寄宿制的生活方式也体现了这种 “宿舍劳动体制” 。因为公司就近安置阿荣和她的姐妹, 表面上看是为方便阿荣她们上下班, 实际上是出于资本需要的考虑。可以说, 寄宿制的生活方式是为全天候的工作安排服务的。就近安置在空间上进一步打破了工作与生活的边界。对于阿荣她们而言, 工作与生活的界限被缩短到 5 分钟。
而且寄宿制的生活方式不仅打破了工作与生活的界限, 还将阿荣她们置于经理和部长的监控之下。前面说到, 阿荣她们被要求 “随叫随到”, 而且经常还是在夜里被部长叫回来工作。她们起床、 吃饭和睡觉也在很大程度上听命于经理和部长。由于寄宿制的生活方式, 阿荣她们的劳动时间像流水线上的工人一样被 “任意而灵活地支配和延长” 。结果就像潘毅和任焰指出的那样, 资本加剧了对她们剩余价值的剥削。
但是对于刚刚进城打工的女性农民工, 她们对工作的最起码要求就是能够提供基本的 “食宿庇护”。阿荣当初正是因为足疗店可以给她提供宿舍, 才愿意进入这一行业。而 “食宿庇护” 恰恰是寄宿制生活的核心要义。因此我们不仅要看到寄宿制生活方式在空间上迫使阿荣她们的工作与生活的界限模糊化, 还要看到她们对于这种生活方式表现出的被迫与无奈。
身体:精致的产品
阿荣的姐妹并不愿意穿短裙、丝袜和高跟鞋, 因为从工作方便的角度来说, 这样的穿着打扮并不合适。但她们还是被要求如此, 而且这一做法似乎也成了行业潜规则。 这说明在化妆打扮的背后, 有一种超越工作方便的更强大的力量在发挥作用, 这个力量就来源于市场, 即迎合顾客需要。在这种穿着打扮背后是市场发力、资本强迫的结果, 因为 “不化妆被经理发现是要扣钱的” 。阿荣她们的身体被资本按照市场的需要恣意地控制和摆布, 很大程度上被商品化, 被作为精致的产品而不是人的产品而存在。
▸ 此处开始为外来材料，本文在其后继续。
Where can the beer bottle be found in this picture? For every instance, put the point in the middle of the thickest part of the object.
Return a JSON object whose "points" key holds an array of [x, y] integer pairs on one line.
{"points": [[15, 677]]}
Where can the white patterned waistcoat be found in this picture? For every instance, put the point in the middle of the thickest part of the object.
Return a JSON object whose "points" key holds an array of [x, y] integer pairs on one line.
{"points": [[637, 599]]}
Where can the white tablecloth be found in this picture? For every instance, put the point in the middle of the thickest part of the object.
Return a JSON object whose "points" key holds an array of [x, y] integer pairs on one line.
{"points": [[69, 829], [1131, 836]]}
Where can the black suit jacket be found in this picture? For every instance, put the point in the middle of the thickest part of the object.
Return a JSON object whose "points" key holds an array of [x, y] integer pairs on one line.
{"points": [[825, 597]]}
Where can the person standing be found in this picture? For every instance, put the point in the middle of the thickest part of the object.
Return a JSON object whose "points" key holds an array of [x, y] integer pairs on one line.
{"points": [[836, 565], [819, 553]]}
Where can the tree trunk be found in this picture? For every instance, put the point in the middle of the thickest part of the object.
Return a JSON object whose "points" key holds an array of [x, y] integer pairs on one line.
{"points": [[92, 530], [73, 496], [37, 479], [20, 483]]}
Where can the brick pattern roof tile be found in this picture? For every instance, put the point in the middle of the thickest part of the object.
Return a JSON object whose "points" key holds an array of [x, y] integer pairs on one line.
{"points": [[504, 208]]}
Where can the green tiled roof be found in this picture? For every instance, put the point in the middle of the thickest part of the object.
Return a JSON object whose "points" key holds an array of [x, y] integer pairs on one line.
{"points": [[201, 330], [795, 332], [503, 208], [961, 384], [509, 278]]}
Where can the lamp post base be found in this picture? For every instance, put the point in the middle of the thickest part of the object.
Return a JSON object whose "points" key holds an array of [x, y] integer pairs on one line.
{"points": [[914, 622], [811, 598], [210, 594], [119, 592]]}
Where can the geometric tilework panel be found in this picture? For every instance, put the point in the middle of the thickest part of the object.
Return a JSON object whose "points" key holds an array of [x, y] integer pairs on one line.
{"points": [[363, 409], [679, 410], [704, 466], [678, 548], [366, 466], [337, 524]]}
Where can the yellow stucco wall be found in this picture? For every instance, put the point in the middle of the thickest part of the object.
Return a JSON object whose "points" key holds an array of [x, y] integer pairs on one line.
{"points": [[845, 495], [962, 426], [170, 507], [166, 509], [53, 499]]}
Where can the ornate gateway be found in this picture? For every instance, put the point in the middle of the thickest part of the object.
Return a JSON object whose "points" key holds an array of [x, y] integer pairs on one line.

身体的劳动者为他者的身体服务, 却以自己的身体伤害为代价。
客人在身体消费的同时也消费着技师的身体。一方面阿荣她们要按照不同的标准穿衣打扮, 身体变成了精致的产品被顾客欣赏和消费;另一方面, 阿荣她们以自己的身体痛楚或身体消耗为代价来换取顾客的身体享受。无论如何, 身体已经不再是她们自己的, 穿衣打扮也不再是生活私事, 而成了 “工作至上” 的牺牲品, 工作与生活的界限再次被打破。
心理:出卖情感
“商业化使处理情感问题成为工作的重要且必须的内容, 尤其是在服务业、零售业这些行业, 更需要管理感觉和表达情感, 这就是所谓的 ‘情感劳动’ ”
“情感劳动就是为了挣钱而出卖情感”(Hochchild, 1983)。从这个角度来说情感被商品化了。情感不再完全是个人的体验和表达, 而成为商品被不断地生产与消耗。但情感生产的成本以及由情感劳动创造出来的价值却被资本悄无声息地掩盖和攫取了。
由情感商品化导致的情感异化也开始显现。因为久而久之, 阿荣她们会把客人当作一个需要服务的客体而不是有血有肉的人来看待, 这样她们的情感表达更容易表现为一种条件反射, 即表现出来的情感与内心的实际感受完全分离。客人看到的微笑和热情都只是她们为了完成工作而做出的一种机械运动。
总之, 情感这种原本属于私人生活的东西如今也以工作的名义被资本加以利用和剥削。
身体的劳动:资本与市场的双重剥削及社会的污名化
身体的劳动与产品的劳动至少存在以下区别:首先, 如果说产品的劳动发生在复杂的劳资关系中, 那么身体的劳动则发生在更加复杂的劳资客关系中, 劳动不仅被资本剥削, 也被市场剥削, 两种剥削同时进行, 甚至相互勾结, 共谋;其次, 由于身体的消费是一种精致的消费, 所以身体的劳动被要求得更加挑剔和苛刻。与一般、标准化的产品的劳动不同, 身体的劳动要满足消费者的特殊、个性化需求;最后, 自古以来与身体有关的服务总是让人不禁把它和性、色情联系起来, 因此有关身体的劳动总是被卷入到各种社会的污名化漩涡中。在抵抗市场和资本剥削的同时, 身体的劳动还要想尽办法去污名化, 从社会鄙夷、轻视和异样的眼光中挣脱出来。
面对面的劳资客关系
技师不希望客人投诉, 因为 “投诉要扣钱的, 最低 100 块!” 因此投诉可以被看成是市场对身体的劳动的一种剥削。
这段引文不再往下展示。